In a computer-readable recording medium on which a voice encoding program for encoding at a variable rate in an unvoiced sound section and a voiced sound section of an input sound signal is recorded,
On the computer,
An input signal that divides the input speech signal on the time axis into predetermined units and determines the unvoiced sound segment as a background noise segment and a speech segment based on temporal changes in the signal level and spectral envelope obtained in this unit Run the judgment procedure,
The parameter of the background noise section includes an LPC coefficient indicating a spectral envelope and an index of a gain parameter of an excitation signal of CELP.

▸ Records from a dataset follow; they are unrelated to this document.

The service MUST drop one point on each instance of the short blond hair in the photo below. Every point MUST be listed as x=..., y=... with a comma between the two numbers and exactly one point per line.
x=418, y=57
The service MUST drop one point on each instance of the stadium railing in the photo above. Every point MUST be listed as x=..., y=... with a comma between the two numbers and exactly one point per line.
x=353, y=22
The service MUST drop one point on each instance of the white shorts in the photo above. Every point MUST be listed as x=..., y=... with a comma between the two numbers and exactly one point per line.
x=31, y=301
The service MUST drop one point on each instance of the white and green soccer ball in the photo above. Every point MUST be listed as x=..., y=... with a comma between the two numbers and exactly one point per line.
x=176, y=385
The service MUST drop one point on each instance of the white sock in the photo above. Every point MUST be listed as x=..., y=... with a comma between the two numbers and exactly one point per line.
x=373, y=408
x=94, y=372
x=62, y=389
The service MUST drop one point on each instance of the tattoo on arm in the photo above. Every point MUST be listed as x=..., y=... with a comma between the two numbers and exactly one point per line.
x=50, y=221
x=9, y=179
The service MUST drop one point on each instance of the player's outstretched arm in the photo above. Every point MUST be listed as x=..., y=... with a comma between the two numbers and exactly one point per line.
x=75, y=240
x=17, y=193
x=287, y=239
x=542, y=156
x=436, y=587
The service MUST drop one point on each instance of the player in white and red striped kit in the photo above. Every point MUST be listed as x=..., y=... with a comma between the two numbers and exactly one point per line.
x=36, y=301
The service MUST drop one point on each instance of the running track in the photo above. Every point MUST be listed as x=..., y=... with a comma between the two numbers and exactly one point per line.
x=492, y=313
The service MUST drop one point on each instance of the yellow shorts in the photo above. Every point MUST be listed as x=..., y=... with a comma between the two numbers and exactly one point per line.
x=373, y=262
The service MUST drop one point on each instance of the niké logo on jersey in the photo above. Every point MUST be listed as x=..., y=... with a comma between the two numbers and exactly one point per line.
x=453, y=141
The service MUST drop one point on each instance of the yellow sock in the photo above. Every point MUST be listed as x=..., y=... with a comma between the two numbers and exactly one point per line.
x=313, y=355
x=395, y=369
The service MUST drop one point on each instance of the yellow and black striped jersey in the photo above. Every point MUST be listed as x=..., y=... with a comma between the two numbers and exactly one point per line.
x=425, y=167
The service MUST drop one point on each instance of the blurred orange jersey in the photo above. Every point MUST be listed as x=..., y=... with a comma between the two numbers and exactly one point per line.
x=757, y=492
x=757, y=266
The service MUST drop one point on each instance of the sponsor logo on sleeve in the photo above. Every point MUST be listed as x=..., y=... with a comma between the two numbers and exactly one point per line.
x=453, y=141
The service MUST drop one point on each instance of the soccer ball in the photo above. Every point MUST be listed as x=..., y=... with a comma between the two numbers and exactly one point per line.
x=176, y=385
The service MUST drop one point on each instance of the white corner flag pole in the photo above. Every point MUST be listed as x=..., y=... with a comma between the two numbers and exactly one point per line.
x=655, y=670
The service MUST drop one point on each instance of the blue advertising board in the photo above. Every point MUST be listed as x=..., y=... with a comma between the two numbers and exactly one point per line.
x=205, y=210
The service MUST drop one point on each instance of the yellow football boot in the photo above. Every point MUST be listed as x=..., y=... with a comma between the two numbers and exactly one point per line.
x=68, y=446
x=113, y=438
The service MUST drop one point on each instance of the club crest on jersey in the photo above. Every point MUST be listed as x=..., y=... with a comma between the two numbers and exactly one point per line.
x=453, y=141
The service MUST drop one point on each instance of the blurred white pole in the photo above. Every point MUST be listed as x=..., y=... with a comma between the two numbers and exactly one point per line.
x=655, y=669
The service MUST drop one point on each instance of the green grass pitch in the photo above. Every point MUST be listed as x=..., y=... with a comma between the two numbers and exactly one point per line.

The background noise interval parameters determined in the input signal determination procedure, the speech interval parameters, and the coding bit allocation for the voiced sound interval parameters are different, and the background noise interval parameters are updated in the background noise interval. Information indicating the presence / absence of noise is generated by controlling based on the signal level of the background noise interval and the temporal change in the spectral envelope, and information indicating non-update of parameters in the background noise interval is encoded, or background noise A computer-readable recording medium on which information indicating that the parameters of the section have been updated and a program for encoding the updated parameters of the background noise section are recorded.

The input speech signal on the time axis is divided into predetermined units, and the unvoiced sound interval is divided into the background noise interval and the speech interval based on the signal level obtained in this unit and the temporal change in the spectral envelope, The parameters of the background noise section are composed of an LPC coefficient indicating a spectral envelope and an index of the gain parameter of the CELP excitation signal. The background noise section parameters, the speech section parameters, and the voiced sound section parameters are determined. with different assignments of coded bits, information indicating the presence or absence of the updating of the parameters of the background noise period in the background noise interval is generated by the control based on the temporal change of the signal level and the spectral envelope of the background noise period Information indicating non-update of parameters in the background noise section is encoded, or parameters in the background noise section Parameter information indicating that it has been updated and the updated background noise interval there is provided a computer readable recording medium recording the decoding program for decoding encoded bits has been transmitted is encoded,
On the computer,
A determination procedure for determining whether the encoded bit is a speech interval or a background noise interval,
When information indicating the background noise interval is extracted in the above determination procedure, the LPC coefficient received at the present or present and the past, the CELP gain index received at the present or the present and the past, and the CELP shape index randomly generated internally are And performing a decoding procedure for decoding the encoded bits using,
In the decoding procedure, in the section determined as the background noise section in the determination procedure, the LPC coefficient received in the past and the currently received LPC coefficient, or the LPC coefficient generated by interpolating between the LPC coefficients received in the past are used. A computer-readable recording medium storing a program that uses a random number to generate an interpolation coefficient for interpolating an LPC coefficient when a signal in a background noise section is used.